Mixed Tocopherols / Vitamin E

Tocopherols, also known as Vitamin E, are produced from the raw material of Deodorized Distillates which in turn is produced as a by-product of the edible oil refining process.  With our extensive background in the Edible Oil Refining industry, CCI is at the forefront and is presently the only company in India that provides turnkey Tocopherols/ Vitamin E extraction plants based on Molecular Distillation Systems.  Our technology for this system is based on our exclusive collaboration with M/s ABLE Chemical & Engineering.

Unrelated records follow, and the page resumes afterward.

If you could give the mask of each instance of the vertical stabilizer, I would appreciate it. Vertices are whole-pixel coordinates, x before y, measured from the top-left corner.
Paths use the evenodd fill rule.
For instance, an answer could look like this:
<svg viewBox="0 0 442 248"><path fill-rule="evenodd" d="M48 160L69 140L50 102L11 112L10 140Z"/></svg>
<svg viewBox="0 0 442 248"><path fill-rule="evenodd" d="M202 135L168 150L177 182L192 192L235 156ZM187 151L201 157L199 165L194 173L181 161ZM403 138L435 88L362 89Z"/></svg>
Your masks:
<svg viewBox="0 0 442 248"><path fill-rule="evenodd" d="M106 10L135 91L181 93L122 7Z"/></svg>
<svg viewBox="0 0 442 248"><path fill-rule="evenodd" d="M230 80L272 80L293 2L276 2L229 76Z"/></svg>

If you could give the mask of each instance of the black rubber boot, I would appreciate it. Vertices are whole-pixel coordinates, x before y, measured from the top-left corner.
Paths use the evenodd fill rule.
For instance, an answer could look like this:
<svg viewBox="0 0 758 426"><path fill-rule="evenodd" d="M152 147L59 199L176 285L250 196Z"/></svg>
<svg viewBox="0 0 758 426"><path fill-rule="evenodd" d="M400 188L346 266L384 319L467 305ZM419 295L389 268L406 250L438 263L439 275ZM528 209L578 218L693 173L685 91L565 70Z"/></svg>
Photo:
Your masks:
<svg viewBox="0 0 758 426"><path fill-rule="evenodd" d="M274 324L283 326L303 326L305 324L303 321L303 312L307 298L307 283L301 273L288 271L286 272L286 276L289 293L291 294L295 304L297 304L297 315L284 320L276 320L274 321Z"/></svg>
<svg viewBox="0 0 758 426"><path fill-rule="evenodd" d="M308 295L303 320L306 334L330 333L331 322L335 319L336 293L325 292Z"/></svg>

Vitamin E, among other antioxidants, is a focus point for consumer health interests and the medical community due to the relationship of oxidative stress in its various forms with the onset and/or control of many chronic diseases.  With global demand exceeding 50,000 tons per year, the role played by dietary antioxidants like Vitamin E in addressing this has made it a highly sought after commodity. 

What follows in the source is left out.